I served this turkey breast alongside some of Aldi’s Hawaiian stuffing, instant mashed potatoes, and green bean casserole. It was tender and flavorful for a turkey breast, and, if you like to nibble on poultry skin like I do while carving the bird, the skin cooked up nice and crisp and salty. The gravy was on the thinner side, but I didn’t stir it as much as I probably should have while it was heating, and I don’t know if that affected thickness. It still tasted rich and savory and no one seemed to mind much.
There also was plenty of meat for leftovers. After feeding dinner to my family of four, we still had a mostly full 2.5-quart dish of meat.
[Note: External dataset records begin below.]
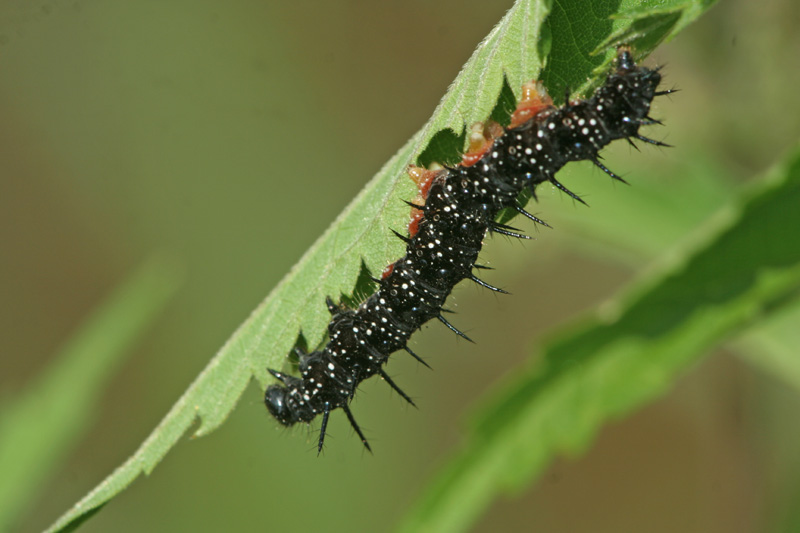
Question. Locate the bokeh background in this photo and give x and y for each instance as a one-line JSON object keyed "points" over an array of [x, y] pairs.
{"points": [[230, 135]]}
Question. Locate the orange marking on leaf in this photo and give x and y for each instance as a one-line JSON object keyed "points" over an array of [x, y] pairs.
{"points": [[534, 100], [481, 138]]}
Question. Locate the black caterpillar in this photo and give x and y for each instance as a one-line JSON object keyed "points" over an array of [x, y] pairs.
{"points": [[450, 218]]}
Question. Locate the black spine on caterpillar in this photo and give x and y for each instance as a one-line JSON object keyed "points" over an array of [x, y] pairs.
{"points": [[460, 207]]}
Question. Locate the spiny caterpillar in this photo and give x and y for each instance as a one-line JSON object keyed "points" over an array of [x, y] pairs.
{"points": [[454, 210]]}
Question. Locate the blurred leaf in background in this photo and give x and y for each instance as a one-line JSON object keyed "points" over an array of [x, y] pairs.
{"points": [[40, 427], [187, 126]]}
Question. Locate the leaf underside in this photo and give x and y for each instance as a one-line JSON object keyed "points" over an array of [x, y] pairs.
{"points": [[563, 44]]}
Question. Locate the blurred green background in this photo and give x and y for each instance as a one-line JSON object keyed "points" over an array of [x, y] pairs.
{"points": [[231, 134]]}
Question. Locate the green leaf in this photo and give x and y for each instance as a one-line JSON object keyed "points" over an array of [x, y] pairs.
{"points": [[616, 362], [515, 51], [38, 429], [772, 345]]}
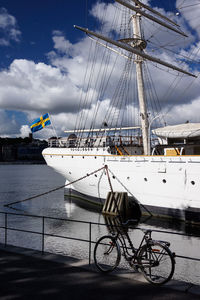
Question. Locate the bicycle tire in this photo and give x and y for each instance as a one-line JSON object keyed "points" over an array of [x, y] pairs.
{"points": [[107, 254], [156, 262]]}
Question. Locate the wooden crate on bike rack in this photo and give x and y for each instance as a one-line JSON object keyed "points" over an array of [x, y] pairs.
{"points": [[116, 202]]}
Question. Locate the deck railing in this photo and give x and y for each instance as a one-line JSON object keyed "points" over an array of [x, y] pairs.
{"points": [[4, 226]]}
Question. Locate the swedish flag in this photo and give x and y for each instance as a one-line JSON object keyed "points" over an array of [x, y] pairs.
{"points": [[40, 123]]}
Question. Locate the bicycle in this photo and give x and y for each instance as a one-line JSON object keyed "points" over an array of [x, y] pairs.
{"points": [[153, 258]]}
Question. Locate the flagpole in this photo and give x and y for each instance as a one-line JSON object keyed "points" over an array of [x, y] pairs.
{"points": [[53, 126]]}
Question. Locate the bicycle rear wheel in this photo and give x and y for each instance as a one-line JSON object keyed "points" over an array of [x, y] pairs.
{"points": [[107, 254], [156, 262]]}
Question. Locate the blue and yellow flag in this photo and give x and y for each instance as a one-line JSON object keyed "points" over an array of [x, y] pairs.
{"points": [[40, 123]]}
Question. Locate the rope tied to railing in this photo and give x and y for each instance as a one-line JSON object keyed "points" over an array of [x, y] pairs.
{"points": [[55, 189]]}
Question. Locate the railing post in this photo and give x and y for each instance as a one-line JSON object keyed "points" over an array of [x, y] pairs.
{"points": [[6, 226], [43, 235], [90, 241]]}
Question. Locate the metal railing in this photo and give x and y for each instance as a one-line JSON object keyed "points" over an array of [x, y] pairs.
{"points": [[44, 234]]}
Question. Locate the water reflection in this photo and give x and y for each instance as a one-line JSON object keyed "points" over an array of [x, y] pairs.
{"points": [[19, 182]]}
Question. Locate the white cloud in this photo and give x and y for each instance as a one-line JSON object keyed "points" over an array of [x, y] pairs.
{"points": [[37, 88], [24, 131], [190, 11], [8, 28]]}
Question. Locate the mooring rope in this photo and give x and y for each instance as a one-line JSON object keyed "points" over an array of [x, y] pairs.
{"points": [[72, 182], [53, 190], [129, 191]]}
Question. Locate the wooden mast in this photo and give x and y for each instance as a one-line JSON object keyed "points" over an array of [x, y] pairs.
{"points": [[136, 45]]}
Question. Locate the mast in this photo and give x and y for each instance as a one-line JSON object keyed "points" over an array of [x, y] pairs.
{"points": [[140, 45], [136, 45]]}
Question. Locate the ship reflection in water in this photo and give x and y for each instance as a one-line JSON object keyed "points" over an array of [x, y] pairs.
{"points": [[15, 184], [183, 237]]}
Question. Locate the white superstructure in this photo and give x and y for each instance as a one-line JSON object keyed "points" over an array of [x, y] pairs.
{"points": [[167, 182]]}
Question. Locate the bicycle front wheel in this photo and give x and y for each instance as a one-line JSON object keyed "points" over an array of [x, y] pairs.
{"points": [[156, 262], [107, 254]]}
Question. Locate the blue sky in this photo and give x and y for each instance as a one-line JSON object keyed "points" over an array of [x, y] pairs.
{"points": [[43, 58]]}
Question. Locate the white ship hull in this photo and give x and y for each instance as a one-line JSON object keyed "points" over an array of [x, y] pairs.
{"points": [[166, 185]]}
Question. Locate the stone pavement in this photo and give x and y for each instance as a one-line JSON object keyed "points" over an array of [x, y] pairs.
{"points": [[27, 274]]}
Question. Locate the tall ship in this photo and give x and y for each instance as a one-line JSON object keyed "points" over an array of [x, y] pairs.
{"points": [[159, 168]]}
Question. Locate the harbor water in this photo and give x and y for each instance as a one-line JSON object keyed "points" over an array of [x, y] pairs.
{"points": [[18, 182]]}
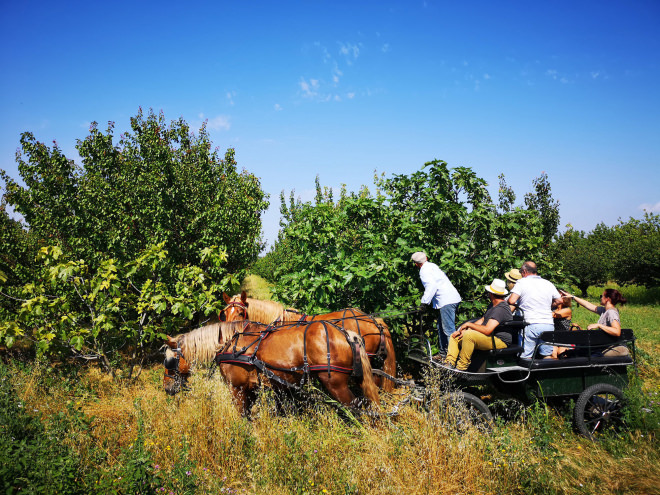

I’ll be packing some of the meat up to freeze and save for casseroles later, and I froze the partial turkey carcass to make stock with as well.
And if this turkey breast is still too much meat for you, you can always go with Aldi’s cornish game hens instead.
UPDATE (4/12/2022) — After receiving many comments from readers alleging that their bone-in turkey breasts were fatty, tough, game-like, or otherwise inedible, we purchased another bone-in turkey breast from Aldi this spring to see if something was different about the birds currently in stores.
We found two gravy packets inside our turkey instead of one packet, and the gravy is still as thin as ever with these turkeys. We roasted the turkey in our oven following the standard directions on the package, and it turned out as we would expect turkey to turn out. It wasn’t any fattier than other birds we’ve cooked, and it had a similar taste and texture to other turkeys we’ve cooked. As far as we can tell, it’s not really different from the turkey we roasted the first time around.
Being longtime Aldi shoppers, one thing we have learned is that your mileage may vary with certain Aldi products depending on what region you live in. It’s possible Aldi may source their bone-in turkey breasts from different regional suppliers, so what kind of turkey you get might depend on what kind of stock your local store receives.
The Kirkwood Bone-In Turkey Breast is a good option if you don’t want to cook a whole turkey or if you want to stick with white meat over dark. It made for a nice family dinner in our house.